Sarah Brightman. Source: Facebook
The Russian Federal Space Agency Roscosmos has confirmed that British singer Sarah Brightman suspended her training for a tourist spaceflight to the International Space Station (ISS) and that her Japanese backup pilot Satoshi Takamatsu is continuing his training at the Gagarin Cosmonaut Training Center in Zvyozdny Gorodok (Star City) outside Moscow.
"Sarah Brightman has ended her training at the Cosmonaut Training Center. Her backup pilot, the Japanese astronaut Satoshi Takamatsu, is continuing his training in Zvyozdny Gorodok under a contract between Roscosmos and Space Adventures," Roscosmos said in a statement shared with Interfax-AVN on Thursday.
It said Brightman suspended her training "for personal family circumstances."
She expressed her "extreme gratitude to Roscosmos, Energia, GCTC [Gagarin Cosmonaut Training Center], Star City, NASA and all the cosmonauts and astronauts, for their support during this exciting time," it said.
"Roscosmos, on its part, hopes that Ms. Brightman's beloved ones will be fine," it said.
It was reported earlier that Brightman had announced a day before that she had postponed her spaceflight.
"Sarah Brightman announced today that she is postponing her plans to launch aboard the upcoming Soyuz TMA-18M spaceflight mission. Ms. Brightman said that for personal family reasons her intentions have had to change and she is postponing her cosmonaut training and flight plans at this time," an announcement on her personal website says.
The new composition of the crew that will head to the ISS onboard Russia's Soyuz-TMA-18M spacecraft on September 1 will be determined in the coming days, a source in space rocket sector told Interfax-AVN.

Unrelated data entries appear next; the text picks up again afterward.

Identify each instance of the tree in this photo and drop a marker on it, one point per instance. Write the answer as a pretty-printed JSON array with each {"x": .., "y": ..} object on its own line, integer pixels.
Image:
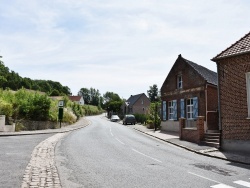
[
  {"x": 110, "y": 96},
  {"x": 153, "y": 93},
  {"x": 85, "y": 93}
]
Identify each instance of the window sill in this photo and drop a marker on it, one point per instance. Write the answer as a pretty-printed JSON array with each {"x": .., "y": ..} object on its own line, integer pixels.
[{"x": 190, "y": 128}]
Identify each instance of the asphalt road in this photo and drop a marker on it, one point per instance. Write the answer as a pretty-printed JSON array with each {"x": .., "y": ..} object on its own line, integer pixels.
[
  {"x": 108, "y": 154},
  {"x": 15, "y": 154}
]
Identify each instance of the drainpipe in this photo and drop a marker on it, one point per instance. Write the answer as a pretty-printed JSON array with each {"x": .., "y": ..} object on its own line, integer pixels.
[
  {"x": 206, "y": 108},
  {"x": 219, "y": 108}
]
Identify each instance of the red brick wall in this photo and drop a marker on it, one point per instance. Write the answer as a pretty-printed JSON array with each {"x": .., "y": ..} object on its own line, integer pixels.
[
  {"x": 233, "y": 97},
  {"x": 138, "y": 106},
  {"x": 212, "y": 106},
  {"x": 192, "y": 135},
  {"x": 191, "y": 81}
]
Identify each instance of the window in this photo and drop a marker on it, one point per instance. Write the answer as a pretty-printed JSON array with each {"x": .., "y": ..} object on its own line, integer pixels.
[
  {"x": 248, "y": 92},
  {"x": 179, "y": 82},
  {"x": 164, "y": 109},
  {"x": 172, "y": 110},
  {"x": 192, "y": 108},
  {"x": 182, "y": 105}
]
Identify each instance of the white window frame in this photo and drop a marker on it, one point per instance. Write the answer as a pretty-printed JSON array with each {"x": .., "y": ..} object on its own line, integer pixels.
[
  {"x": 164, "y": 109},
  {"x": 248, "y": 92},
  {"x": 179, "y": 82},
  {"x": 190, "y": 108},
  {"x": 172, "y": 110}
]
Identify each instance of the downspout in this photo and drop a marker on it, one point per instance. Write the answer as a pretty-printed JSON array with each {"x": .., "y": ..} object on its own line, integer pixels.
[
  {"x": 206, "y": 108},
  {"x": 219, "y": 108}
]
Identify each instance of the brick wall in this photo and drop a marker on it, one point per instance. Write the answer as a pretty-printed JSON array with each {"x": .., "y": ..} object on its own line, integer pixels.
[
  {"x": 195, "y": 135},
  {"x": 233, "y": 97},
  {"x": 193, "y": 86},
  {"x": 140, "y": 108}
]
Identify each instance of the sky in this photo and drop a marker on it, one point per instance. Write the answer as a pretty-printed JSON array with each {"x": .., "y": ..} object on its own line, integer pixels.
[{"x": 120, "y": 46}]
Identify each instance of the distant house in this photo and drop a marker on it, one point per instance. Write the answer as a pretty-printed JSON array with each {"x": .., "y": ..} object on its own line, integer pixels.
[
  {"x": 136, "y": 104},
  {"x": 233, "y": 66},
  {"x": 77, "y": 99},
  {"x": 189, "y": 91}
]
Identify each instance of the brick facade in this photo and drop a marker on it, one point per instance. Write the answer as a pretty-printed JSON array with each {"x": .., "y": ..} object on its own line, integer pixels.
[
  {"x": 136, "y": 104},
  {"x": 233, "y": 96},
  {"x": 194, "y": 85}
]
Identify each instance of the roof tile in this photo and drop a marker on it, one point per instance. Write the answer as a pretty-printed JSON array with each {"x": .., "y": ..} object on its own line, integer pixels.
[{"x": 239, "y": 47}]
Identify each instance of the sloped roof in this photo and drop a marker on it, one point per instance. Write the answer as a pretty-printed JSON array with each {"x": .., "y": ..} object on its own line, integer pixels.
[
  {"x": 208, "y": 75},
  {"x": 75, "y": 98},
  {"x": 240, "y": 47},
  {"x": 133, "y": 98}
]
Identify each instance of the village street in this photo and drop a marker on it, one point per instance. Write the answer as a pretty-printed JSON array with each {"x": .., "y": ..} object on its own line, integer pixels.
[{"x": 109, "y": 154}]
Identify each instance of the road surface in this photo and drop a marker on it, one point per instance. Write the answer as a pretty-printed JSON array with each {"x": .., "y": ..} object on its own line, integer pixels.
[{"x": 109, "y": 154}]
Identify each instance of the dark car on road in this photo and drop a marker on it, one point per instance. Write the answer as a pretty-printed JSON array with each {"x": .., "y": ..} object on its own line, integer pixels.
[{"x": 129, "y": 119}]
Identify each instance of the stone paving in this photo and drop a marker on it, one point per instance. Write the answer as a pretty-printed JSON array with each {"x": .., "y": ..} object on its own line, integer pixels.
[{"x": 41, "y": 171}]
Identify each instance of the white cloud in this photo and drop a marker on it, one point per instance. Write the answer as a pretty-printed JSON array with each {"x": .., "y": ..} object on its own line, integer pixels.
[{"x": 118, "y": 46}]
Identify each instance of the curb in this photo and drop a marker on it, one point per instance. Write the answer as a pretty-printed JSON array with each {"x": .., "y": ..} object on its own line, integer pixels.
[
  {"x": 51, "y": 132},
  {"x": 192, "y": 150}
]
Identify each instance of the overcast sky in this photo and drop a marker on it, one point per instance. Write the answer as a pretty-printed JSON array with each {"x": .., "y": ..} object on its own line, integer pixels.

"At the moment, several candidates are being considered to replace Sarah Brightman, who refused to fly [to the ISS]. Unfortunately, her Japanese backup pilot Satoshi Takamatsu will not be able to join the main crew and fly to the ISS as a space tourist because such a contract has not been signed with him," the source said.
The contract signed with the Japanese citizen only allows him to train in Zvyozdny Gorodok, he said.
"Mr. Takamatsu just wanted to get the idea of the training course and its curriculum. Clearly, the price of his contract does not come within miles of the price for a ten-day flight to the ISS," he said.